Just who was this D.H. Day, and why does he have such a concentration of things named after him? an inquiring tourist wanted to know. That would be me, and I thought the answer would have to wait till I had Internet access again, so little did the tourist literature have to say about Day.
But late in the morning on the first of August, we paid a visit to the town of Glen Haven, which is really only a collection of historic structures on the coast of Lake Michigan, and now within the boundaries of the national lakeshore. That day it was nearly as empty of people as the Dune Climb had been full the day before. But in its heyday, late in the 19th century and early in the 20th, Glen Haven was alive as a transshipment point for lumber, a stopover for Great Lakes vessels, the hub of a burgeoning fruit-growing district (cherries especially, also apples) and the focal point of an early tourist industry, bringing in the affluent by steamer from Chicago. It was a little empire. The emperor was D.H. Day.
I didn’t have to wait to learn that, because the park service volunteer blacksmith told us about him in considerable detail. One of the historic structures in Glen Haven is a smithy. If I remember right, it had been other things in more recent years, abandoned for a while, and lately reconfigured by the park service to look like it had in the late 19th century, though the interpreters are necessarily people of our time. “All the original equipment was long gone,” the smith, a woman in her 50s, said. “Do you know where the park service found most of the equipment you see here?”
It was a large number of things: an anvil, bellows, tongs, hammers, and so on. “eBay,” she answered. “You can get anything on eBay.”
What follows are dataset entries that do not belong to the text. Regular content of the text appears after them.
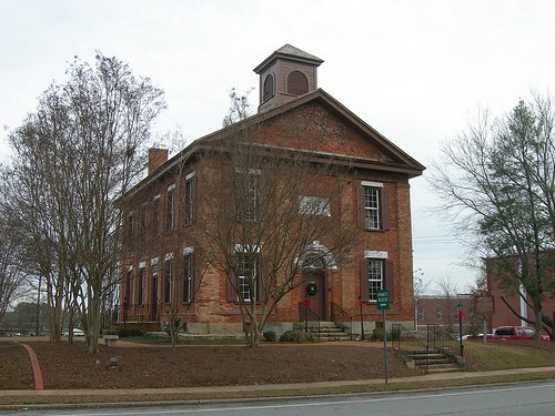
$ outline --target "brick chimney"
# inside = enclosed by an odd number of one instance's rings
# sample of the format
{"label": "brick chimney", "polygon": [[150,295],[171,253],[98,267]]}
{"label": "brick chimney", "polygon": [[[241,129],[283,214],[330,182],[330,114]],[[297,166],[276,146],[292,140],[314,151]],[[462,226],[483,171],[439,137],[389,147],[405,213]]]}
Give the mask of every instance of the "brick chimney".
{"label": "brick chimney", "polygon": [[168,149],[149,149],[149,175],[168,162]]}

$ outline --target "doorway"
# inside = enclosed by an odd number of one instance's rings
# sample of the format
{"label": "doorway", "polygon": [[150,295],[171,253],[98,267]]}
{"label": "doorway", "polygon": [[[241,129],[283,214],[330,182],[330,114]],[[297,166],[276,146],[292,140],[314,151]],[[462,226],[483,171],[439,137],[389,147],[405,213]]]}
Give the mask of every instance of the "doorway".
{"label": "doorway", "polygon": [[[327,287],[325,284],[325,271],[306,270],[303,272],[303,301],[306,295],[306,286],[311,283],[315,284],[317,290],[313,296],[310,296],[310,308],[317,315],[317,317],[320,317],[320,321],[327,321]],[[313,314],[309,314],[309,321],[316,321],[317,317]]]}

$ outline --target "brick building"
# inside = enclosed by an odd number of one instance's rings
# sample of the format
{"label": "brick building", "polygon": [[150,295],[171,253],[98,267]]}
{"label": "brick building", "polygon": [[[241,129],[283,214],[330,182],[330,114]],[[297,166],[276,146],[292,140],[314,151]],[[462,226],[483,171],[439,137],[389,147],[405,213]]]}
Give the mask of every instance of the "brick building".
{"label": "brick building", "polygon": [[463,332],[475,319],[475,298],[472,295],[420,296],[416,301],[416,328],[426,331],[428,325],[442,325],[458,332],[458,305],[463,307]]}
{"label": "brick building", "polygon": [[[339,230],[347,225],[355,230],[350,250],[355,261],[349,263],[335,262],[326,251],[333,241],[322,237],[307,244],[307,253],[327,258],[307,266],[302,283],[280,300],[266,329],[281,333],[300,321],[309,280],[319,287],[311,298],[311,310],[321,321],[336,319],[335,308],[342,311],[341,319],[350,315],[359,322],[362,304],[365,331],[372,329],[382,319],[376,291],[389,288],[389,321],[413,324],[408,180],[421,175],[424,166],[317,88],[322,62],[284,45],[254,69],[260,75],[255,115],[194,141],[171,160],[165,150],[150,151],[148,176],[122,204],[125,224],[120,321],[160,328],[168,318],[165,306],[173,305],[185,318],[189,333],[243,331],[236,291],[244,286],[196,256],[194,242],[202,231],[200,224],[210,221],[210,200],[202,196],[216,174],[201,161],[210,159],[210,150],[218,143],[249,130],[262,150],[285,149],[291,158],[306,159],[310,154],[315,165],[325,160],[342,166],[345,176],[341,180],[341,200],[320,193],[299,195],[299,213],[306,204],[314,210],[316,203],[322,221]],[[256,174],[263,177],[264,170]],[[176,203],[178,194],[182,203]],[[244,244],[236,243],[238,247]]]}

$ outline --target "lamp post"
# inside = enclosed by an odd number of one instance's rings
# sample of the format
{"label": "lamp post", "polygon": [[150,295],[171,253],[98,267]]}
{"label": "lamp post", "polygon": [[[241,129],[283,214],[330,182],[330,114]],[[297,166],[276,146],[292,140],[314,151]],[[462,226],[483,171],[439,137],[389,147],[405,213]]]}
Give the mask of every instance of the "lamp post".
{"label": "lamp post", "polygon": [[359,306],[361,308],[361,341],[364,341],[364,321],[362,319],[362,296],[359,296]]}
{"label": "lamp post", "polygon": [[128,326],[128,297],[123,297],[123,327]]}
{"label": "lamp post", "polygon": [[456,310],[458,312],[458,348],[461,357],[463,357],[463,304],[458,303]]}

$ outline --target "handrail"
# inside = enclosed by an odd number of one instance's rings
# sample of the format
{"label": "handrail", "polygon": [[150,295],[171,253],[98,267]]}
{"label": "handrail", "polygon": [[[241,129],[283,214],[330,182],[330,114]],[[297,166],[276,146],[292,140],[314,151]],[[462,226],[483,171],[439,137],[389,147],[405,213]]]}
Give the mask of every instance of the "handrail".
{"label": "handrail", "polygon": [[[336,312],[339,310],[339,313]],[[349,336],[351,337],[351,341],[353,341],[353,316],[351,316],[345,310],[343,310],[340,305],[337,305],[335,302],[330,302],[330,311],[331,311],[331,318],[336,325],[343,325],[342,323],[339,323],[337,317],[343,317],[346,316],[349,317],[350,326],[349,326]]]}
{"label": "handrail", "polygon": [[426,343],[402,324],[392,324],[391,334],[391,345],[393,348],[406,352],[424,352],[427,349]]}
{"label": "handrail", "polygon": [[451,357],[457,356],[458,341],[443,325],[427,324],[427,344]]}
{"label": "handrail", "polygon": [[402,354],[424,354],[427,373],[430,346],[417,336],[417,333],[405,328],[402,324],[392,324],[391,345]]}

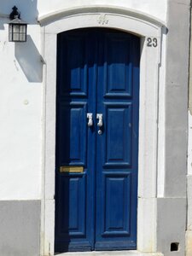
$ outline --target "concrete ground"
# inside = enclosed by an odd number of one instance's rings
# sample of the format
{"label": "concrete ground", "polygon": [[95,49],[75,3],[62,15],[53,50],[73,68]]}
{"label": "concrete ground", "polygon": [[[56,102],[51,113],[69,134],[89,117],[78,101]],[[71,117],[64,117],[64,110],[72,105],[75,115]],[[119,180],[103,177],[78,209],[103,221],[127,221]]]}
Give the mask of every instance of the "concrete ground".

As for D.H. Day, I was pleased to learn his remarkable story. That’s the best kind of souvenir. Someone had to bring in cherries, so important to the identity of this part of Michigan these days, since they aren’t native. I hope the woman we saw in Traverse City a little later gives an occasional thought to D.H. Day. Her Kia was decked out with a cherry motif. The antenna had a little plastic cherry on top, the steering wheel had a cover with cherries printed on it, artificial cherries were hanging from the rear-view mirror, and her windshield wipers were tipped with little red orbs.
M-22 was another discovery for me. The road has fans enough such that souvenir shops sell reproductions of the road sign that marks it. The road goes almost as far south as Manistee, and loops up northward through the Leelanau Peninsula, but for me it turned scenic at the national lakeshore, through alternating mixed deciduous forests and open fields lively this time of year with wildflowers. Especially a small light purplish bud, lavender almost, though I never found out exactly what it was. The name hardly mattered as carpets of light purple, punctuated by lone trees, bushes and tall grasses as well, opened up alongside M-22.
M-109 is a much shorter road that branches briefly off of M-22 in the national lakeshore, connecting the Dune Climb and Glen Haven with the nearby tourist town of Glen Arbor. It has the same charms as M-22. After we visited the smithy everyone else went to the nearby beach at Glen Haven – clean sand, a wide view of Lake Michigan, but only about three other families there – while I drove to Glen Arbor to pick up supplies at the local IGA.
On the way back, just before I got back to Glen Haven, a radio station I’d tuned into moments before started playing the B-52s’ “Love Shack,” generally known as a dance number, but which is also a fine driving song. How could I let the opportunity pass?
I rolled the windows all the way down, turned the radio up loud, and sped south down M-109. No one else was on the road. I had the B-52s, the wind, the sun, the fields of purple, the tall grass and the trees to myself as long as the song lasted.